# Pre-primed, finger jointed pine a good idea for baseboard and trim?



## Dan1el (May 31, 2017)

Is pre-primed, finger jointed pine a good idea for baseboard, door and window trim? 
Will knots bleed out after a time or have they been treated?


----------



## chandler48 (Jun 5, 2017)

Generally there are few knots to deal with. Yes pre primed finger jointed pine trim is fine for interior trim. It is the priming that helps with any surface problems such as staining.


----------



## joecaption (Nov 30, 2011)

Will it work. sort of.
Any I've seen looks like it was primed with a splatter gun and had to be sanded and reprimed before painting.


----------



## Davejss (May 14, 2012)

The primed pine from my local lumber yard is excellent.
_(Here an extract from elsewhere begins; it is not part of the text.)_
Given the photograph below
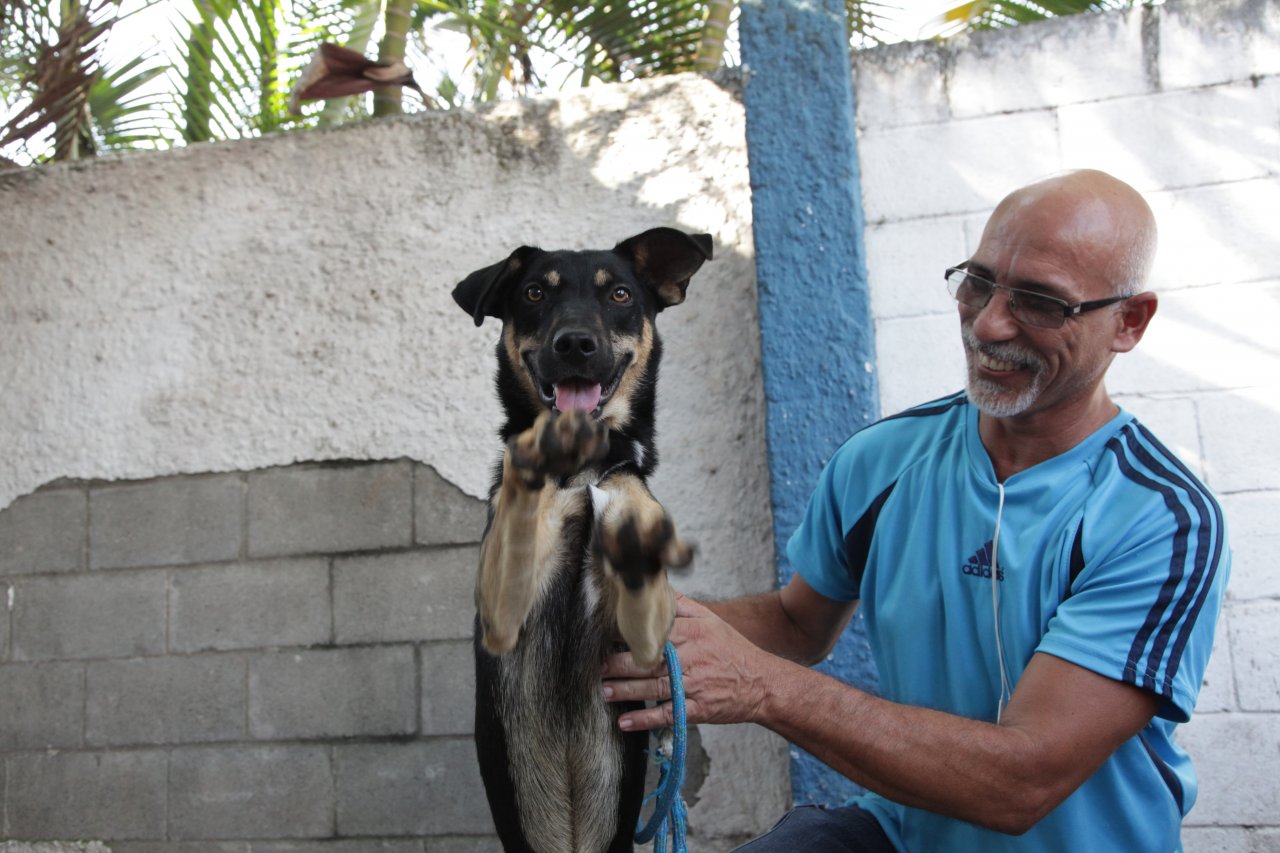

But the junk the big box stores sell I wouldn't use in a chicken coop.


----------



## mark sr (Jun 13, 2017)

As already mentioned not all preprimed trim is the same. I generally putty the nail holes, sand, caulk as needed and reprime it. It's usually a good idea for the painter's putty to be primed anyway.


----------



## Drachenfire (Jun 6, 2017)

Joe and Dave are right. The "pre-primed" trim at the big-box looks like it barely got misted. In my experience not a good base for painting.

If you do get the trim, I would apply at least 1 coat of a good quality primer sealer like Kilz, Zinsser or Sure Seal (Benjamin Moore).


----------